We seem communally to have a sense of apathy and indifference toward the dangers that face us as well as the overall plight of mankind these days, which is none too cheery.  Why is that?  I would suggest that in a word, what is lacking is vision. There is no end of hand wringing over details.  People are writing seforim hundreds of pages long not over sugyos like rov and chazakah, but over things like netilas yadayim.  I'm not suggesting this is a bad thing -- all Torah is great -- but it is but a fine, fine brush stroke in the larger paining of yahadus.  The problem is that no one -- and I mean no one -- is presenting a vision of what the larger painting is.  There is no attempt to articulate a broader philosophical framework that can translate into solutions to the many challenges -- economic, intellectual, political -- of modern life.  

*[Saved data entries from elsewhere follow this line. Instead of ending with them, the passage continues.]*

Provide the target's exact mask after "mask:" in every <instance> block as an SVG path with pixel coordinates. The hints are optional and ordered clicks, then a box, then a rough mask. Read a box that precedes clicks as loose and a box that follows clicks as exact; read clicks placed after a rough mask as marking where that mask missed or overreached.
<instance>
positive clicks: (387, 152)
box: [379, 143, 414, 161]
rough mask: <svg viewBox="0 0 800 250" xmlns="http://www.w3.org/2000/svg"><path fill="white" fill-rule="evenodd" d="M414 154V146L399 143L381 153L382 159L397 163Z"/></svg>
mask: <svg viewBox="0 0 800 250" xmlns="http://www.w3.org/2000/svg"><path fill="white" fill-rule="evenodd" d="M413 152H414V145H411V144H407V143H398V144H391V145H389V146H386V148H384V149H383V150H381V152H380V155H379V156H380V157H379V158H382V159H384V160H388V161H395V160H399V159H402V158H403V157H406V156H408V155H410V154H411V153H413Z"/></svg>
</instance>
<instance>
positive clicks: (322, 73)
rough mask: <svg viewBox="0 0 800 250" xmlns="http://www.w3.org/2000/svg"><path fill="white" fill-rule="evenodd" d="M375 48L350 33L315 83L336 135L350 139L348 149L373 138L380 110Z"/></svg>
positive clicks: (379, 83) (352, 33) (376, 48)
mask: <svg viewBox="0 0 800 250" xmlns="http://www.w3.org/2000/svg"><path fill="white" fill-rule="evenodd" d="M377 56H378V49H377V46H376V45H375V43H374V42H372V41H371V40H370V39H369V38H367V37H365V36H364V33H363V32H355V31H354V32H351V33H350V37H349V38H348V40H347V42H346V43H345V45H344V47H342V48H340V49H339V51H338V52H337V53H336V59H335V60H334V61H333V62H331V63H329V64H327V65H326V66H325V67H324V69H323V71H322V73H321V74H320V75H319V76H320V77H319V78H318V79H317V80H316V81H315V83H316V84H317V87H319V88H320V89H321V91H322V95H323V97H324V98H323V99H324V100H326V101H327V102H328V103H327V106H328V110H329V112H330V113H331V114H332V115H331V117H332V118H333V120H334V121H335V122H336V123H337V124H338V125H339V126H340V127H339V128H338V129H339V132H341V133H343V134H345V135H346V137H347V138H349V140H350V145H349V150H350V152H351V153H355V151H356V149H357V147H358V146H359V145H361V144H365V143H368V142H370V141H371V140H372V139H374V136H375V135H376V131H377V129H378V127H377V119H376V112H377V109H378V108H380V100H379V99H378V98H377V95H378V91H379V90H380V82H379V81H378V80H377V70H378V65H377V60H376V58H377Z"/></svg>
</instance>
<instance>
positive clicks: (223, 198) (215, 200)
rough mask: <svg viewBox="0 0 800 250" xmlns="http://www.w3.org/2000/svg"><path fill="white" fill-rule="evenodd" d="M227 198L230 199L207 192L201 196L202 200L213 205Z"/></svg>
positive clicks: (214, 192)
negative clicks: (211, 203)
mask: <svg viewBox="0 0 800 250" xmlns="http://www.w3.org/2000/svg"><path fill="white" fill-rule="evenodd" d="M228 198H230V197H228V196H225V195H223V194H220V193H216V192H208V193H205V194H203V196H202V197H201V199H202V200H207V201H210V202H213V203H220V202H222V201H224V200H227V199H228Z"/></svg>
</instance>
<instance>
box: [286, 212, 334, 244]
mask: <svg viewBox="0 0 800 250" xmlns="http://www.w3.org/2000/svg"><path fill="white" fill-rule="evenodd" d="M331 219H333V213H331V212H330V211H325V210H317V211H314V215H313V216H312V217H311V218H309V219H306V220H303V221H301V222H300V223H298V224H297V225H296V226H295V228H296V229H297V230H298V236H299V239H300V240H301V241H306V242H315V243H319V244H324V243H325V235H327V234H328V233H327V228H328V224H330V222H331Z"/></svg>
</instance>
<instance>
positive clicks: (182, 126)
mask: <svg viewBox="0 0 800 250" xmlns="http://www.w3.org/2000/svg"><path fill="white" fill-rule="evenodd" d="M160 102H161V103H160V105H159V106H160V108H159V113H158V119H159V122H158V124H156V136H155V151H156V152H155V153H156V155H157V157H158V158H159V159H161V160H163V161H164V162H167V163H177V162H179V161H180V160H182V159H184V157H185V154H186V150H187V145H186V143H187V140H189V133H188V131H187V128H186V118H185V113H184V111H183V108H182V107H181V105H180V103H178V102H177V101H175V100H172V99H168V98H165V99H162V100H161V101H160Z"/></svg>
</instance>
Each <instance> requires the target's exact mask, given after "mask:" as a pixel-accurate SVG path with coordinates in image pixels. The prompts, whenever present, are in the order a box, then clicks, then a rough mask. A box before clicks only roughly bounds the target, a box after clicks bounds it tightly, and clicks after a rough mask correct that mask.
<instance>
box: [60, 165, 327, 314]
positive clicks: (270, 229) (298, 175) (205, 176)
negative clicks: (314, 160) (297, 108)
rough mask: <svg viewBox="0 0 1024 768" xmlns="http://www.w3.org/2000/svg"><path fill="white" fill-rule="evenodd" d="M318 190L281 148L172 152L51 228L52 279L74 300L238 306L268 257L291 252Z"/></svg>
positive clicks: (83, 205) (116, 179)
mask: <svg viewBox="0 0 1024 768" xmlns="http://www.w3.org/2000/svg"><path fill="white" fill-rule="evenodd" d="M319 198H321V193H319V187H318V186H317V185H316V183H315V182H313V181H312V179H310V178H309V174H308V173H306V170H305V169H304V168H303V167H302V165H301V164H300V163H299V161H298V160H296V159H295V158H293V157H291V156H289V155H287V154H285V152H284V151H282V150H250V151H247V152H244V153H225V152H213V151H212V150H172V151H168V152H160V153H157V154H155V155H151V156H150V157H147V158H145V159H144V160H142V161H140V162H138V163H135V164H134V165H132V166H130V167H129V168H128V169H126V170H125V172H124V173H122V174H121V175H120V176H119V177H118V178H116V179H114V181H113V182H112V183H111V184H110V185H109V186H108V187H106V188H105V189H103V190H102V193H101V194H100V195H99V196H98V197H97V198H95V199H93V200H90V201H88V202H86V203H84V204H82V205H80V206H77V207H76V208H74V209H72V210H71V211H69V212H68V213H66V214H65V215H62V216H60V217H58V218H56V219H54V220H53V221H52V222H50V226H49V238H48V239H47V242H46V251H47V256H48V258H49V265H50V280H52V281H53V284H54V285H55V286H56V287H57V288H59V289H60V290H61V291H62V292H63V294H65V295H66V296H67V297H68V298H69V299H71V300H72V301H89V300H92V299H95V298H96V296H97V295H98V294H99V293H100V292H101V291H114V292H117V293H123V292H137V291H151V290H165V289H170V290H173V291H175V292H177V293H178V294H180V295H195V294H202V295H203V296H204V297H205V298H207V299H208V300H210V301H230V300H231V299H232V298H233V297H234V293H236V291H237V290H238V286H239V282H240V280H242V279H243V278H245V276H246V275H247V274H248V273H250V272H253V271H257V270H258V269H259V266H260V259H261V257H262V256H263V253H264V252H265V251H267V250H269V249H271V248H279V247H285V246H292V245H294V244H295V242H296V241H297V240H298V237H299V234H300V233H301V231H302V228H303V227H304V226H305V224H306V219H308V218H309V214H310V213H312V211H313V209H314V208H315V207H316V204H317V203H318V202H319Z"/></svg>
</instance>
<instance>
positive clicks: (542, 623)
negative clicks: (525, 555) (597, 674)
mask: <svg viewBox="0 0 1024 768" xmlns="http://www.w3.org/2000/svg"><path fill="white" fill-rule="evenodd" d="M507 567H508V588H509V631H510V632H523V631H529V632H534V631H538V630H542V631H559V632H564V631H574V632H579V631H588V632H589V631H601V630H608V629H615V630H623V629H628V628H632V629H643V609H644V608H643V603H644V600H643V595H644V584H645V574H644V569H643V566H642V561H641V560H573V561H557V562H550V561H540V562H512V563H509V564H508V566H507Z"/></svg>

There is much more to say on that,  but I'll cut myself short here.  I've been rewriting this various ways for an hour and keep cutting chunks out and I still don't know if I succeeded in doing anything other than ranting.  I apologize for being a little depressing here and ask your mechila as well for all the other posts you may have had complaints about during the year and any comments you didn't like.  May we all be zocheh this Yom Kippur to a gmar chasima tova, may Hashem opens our hearts and minds so we have that broader vision of what Torah is all about, may there be an end to the tzaros facing our communities, and may we merit a geulah sheleima.


  1. Bob Miller9:41 AM

    I think many of us do feel the pain of the klal in these times. We're looking for a way out and don't see a "natural" one as being available. If that focuses us better on teshuvah, tefilah, and tzedakah, we might have the zchus to see a supernatural way out.

  2. chaim b.12:22 PM

    I don't see how you can say a natural way out is not available before exhausting every method of hishtadlus available. L'havdil, if there was a whiff of some incident involving a black, Jesse Jackson would be in front of every news camera crying for justice as if the world was coming to an end. I just don't see the same sense of alarm in our community or the same type response in response to the situation we are in. Where are the sitins, the civil disobedience arrests, the op-eds to the newspapers, the protests -- am I just missing it all?

  3. I remember reading, some years ago, in a very well read blog, that the author looked back at all the mass tefilla gatherings and found that they made not a whit of difference as far as he could see. I guess you could say "Ah, but in the hidden world...." or, "But you don't know what worse things were prevented...." but that would be like whistling in the dark. What I think is that to daven, you have to be a maamin, and not just a fair weather maamin, and davening means your mind is storming and your heart is burning. I don't know if it matters how loud you daven, or how aerobically you shukle. I do think that the real power of tefilla is the hardest of all to engage, because it requires deep, deep emuna and thought-out hashkafos. davka to the point where volume is a distraction.

  4. Very relevant:

  5. "The problem is that no one -- and I mean no one -- is presenting a vision of what the larger painting is. There is no attempt to articulate a broader philosophical framework that can translate into solutions to the many challenges -- economic, intellectual, political -- of modern life."

    This is something that I have been thinking but unable really to articulate clearly.